There is a reluctant pause on Devra's end. "...Okay. Okay. Call me when you get there, okay?" she relents.
"Don't forget, okay, Allison? Don't give your big sister a heart attack!"
I put my phone back inside my pocket and sigh to myself. 'She has become too overprotective lately,' I muse to myself as I start walking along the pavement. 'But... I honestly don't blame her.'
I was first diagnosed with this disease two years ago.
It came literally out of nowhere, and started slow.
I had been applying for the track team as a freshman. I was excited to show them all that I was a fast runner, so I started doing warm-up exercises right away.
When it was my turn to run, I flew like the wind across the field, grinning like an idiot. I thought that I was about to break a new record.
But then, one of my legs suddenly felt stiff.
It didn't feel like a normal muscle cramp, so I kept on running. I was near the finish line already.
The next thing I knew, I almost stumbled on my feet a couple of times.
It was scary. I had never felt anything like it before. I may have been paranoid about it back then, but there was no mistaking the fact that something weird was about to happen to me.
And I was right.
Since that day, I began having trouble writing my notes. Sometimes, it was even difficult to chew my food. These were all gradual occurrences, so I didn't think much of it.

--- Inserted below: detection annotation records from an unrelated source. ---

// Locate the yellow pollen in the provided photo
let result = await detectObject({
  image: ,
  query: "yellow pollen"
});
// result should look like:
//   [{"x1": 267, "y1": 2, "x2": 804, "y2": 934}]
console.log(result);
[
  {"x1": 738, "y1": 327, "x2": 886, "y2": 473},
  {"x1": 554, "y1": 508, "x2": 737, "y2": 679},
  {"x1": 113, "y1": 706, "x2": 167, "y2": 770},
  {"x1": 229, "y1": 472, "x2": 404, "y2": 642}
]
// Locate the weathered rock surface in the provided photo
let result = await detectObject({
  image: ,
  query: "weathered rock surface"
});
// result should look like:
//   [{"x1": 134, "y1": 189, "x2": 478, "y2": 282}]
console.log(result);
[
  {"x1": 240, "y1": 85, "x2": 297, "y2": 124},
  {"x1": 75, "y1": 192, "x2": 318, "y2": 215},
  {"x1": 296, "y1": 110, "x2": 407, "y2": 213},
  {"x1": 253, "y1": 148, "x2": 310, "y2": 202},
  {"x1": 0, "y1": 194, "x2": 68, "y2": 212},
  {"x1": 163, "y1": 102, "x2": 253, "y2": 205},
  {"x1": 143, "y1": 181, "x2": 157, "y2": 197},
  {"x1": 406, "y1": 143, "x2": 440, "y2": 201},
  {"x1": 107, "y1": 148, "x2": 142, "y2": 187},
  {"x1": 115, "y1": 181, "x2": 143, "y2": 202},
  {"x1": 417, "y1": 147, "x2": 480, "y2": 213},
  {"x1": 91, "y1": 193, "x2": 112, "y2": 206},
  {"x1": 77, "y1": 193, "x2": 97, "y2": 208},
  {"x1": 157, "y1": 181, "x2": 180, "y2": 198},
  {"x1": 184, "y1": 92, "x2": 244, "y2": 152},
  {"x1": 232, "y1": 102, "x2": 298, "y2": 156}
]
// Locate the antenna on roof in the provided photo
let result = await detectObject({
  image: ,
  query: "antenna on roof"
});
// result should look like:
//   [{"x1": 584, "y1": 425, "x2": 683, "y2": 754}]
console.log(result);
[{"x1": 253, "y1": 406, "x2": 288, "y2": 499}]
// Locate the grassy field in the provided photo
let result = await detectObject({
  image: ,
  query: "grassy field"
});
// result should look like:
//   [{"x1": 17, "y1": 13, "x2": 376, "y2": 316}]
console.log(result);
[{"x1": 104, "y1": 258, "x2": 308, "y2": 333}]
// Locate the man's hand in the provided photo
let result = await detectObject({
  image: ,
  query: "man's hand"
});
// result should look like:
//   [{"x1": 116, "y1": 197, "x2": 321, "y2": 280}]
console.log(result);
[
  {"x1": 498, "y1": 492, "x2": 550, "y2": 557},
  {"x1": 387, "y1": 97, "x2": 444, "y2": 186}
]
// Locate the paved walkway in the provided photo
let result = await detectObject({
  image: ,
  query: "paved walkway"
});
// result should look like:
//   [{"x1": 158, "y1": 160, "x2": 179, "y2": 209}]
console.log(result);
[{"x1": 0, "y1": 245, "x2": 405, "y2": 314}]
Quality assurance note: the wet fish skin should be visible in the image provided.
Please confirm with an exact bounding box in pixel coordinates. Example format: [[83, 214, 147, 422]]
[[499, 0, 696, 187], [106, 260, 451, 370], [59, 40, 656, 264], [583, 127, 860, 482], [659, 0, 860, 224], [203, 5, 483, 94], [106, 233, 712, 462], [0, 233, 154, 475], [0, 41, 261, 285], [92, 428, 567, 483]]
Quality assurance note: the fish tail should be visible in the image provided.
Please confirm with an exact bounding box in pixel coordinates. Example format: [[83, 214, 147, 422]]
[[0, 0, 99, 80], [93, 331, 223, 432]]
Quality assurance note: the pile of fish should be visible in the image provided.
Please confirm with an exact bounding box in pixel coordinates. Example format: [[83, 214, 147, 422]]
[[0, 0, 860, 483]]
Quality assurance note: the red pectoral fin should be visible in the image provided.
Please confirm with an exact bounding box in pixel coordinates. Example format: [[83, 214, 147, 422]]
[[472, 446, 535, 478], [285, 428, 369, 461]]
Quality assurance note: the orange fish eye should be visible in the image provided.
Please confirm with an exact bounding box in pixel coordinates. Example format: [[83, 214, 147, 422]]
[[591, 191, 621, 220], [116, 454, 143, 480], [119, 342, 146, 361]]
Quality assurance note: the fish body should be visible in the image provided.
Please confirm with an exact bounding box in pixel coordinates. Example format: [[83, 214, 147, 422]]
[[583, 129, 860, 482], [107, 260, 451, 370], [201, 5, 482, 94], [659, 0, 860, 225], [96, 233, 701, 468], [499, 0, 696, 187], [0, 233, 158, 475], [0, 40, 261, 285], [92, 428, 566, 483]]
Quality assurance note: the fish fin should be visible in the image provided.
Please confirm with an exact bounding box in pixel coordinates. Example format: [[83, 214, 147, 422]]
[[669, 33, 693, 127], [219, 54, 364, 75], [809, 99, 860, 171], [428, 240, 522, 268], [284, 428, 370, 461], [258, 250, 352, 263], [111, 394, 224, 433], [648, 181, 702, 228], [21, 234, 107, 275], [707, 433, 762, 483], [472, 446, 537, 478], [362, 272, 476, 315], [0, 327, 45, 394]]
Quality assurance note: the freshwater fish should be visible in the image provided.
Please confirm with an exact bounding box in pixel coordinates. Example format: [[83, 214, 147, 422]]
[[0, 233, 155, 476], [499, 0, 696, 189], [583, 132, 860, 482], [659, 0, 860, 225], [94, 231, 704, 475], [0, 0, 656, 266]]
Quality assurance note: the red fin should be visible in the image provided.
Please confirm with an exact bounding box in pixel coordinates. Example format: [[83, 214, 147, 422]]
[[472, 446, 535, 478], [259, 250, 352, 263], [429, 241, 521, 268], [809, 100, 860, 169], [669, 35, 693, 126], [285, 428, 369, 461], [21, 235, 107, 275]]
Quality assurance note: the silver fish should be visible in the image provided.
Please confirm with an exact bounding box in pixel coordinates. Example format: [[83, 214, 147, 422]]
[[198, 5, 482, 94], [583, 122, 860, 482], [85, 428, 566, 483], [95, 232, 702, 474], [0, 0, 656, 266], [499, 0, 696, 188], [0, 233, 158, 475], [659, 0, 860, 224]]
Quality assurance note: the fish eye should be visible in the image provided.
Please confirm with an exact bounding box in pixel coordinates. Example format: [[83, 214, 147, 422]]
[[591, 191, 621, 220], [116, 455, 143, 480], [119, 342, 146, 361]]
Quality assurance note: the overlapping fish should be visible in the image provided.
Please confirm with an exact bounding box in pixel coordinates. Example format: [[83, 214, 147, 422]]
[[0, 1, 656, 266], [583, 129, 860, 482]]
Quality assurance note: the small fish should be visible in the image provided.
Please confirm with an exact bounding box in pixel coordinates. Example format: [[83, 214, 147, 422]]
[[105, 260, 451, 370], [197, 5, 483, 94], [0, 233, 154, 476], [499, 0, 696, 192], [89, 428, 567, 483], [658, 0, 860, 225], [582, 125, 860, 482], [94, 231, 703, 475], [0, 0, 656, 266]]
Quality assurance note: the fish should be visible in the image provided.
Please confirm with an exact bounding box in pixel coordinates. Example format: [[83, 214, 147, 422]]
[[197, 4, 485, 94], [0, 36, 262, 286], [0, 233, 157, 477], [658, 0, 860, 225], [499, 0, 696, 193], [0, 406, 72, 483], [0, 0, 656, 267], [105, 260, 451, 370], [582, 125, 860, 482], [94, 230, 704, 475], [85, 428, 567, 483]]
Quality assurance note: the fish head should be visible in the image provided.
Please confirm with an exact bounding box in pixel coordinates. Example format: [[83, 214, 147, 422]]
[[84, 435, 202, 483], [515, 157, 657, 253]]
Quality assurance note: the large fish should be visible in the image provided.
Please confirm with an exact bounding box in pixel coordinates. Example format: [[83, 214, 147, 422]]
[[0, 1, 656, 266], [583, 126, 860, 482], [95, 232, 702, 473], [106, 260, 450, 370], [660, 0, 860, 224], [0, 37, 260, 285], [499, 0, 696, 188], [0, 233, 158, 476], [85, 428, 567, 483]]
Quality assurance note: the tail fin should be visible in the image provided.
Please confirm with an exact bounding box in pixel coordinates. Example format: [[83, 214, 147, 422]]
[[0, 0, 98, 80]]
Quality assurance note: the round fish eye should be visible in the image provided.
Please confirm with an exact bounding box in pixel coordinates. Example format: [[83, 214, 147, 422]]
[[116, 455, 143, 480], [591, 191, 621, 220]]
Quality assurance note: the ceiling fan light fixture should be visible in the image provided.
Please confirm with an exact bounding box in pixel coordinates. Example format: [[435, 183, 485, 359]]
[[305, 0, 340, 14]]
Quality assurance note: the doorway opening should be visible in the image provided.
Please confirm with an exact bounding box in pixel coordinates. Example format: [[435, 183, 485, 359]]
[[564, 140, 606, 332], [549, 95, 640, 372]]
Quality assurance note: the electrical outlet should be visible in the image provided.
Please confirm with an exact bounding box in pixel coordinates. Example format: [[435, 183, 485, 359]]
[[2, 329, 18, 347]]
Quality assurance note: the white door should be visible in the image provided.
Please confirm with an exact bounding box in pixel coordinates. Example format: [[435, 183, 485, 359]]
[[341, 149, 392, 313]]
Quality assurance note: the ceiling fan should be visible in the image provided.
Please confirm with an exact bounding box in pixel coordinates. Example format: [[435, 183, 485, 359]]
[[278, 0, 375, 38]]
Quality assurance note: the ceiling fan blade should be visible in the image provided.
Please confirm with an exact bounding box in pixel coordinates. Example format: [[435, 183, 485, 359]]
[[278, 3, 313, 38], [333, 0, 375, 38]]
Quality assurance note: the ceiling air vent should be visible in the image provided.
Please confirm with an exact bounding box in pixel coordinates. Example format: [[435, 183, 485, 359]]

That is, until my speech started to slur.
It was absolutely frightening. I immediately came to my Dad and Devra, crying as I began to explain to them what was happening to me.
They assured me that it was probably nothing serious, but Dad took me to a respectable doctor he knew, just in case. The latter asked me tons of questions and examined me in every way possible.
It took a while due to there being no definitive diagnosis for weeks, but my doctor somehow pulled through with a conclusive report.
That was the day I learned about my disease.
"I had my suspicions, so I consulted with a number of physicians about your full medical history," my doctor explained carefully. "Since we conducted a neurological examination on you at regular intervals, Allison... we finally think that we have come to a final diagnosis."
Dad squeezed my hand. Devra took my arm in hers. Their skins were both cold and clammy. It was an attest to how nervous they really were about my results.
Somehow, feeling their genuine care about my well-being relaxed me a bit as I nervously waited for the doctor's conclusion.
My breath caught in my throat when I saw the flash of pity in his eyes.
"I'm very sorry to tell you this, but you have a rare, progressive neurological disease. It's called ALS, or rather, amyotrophic lateral sclerosis."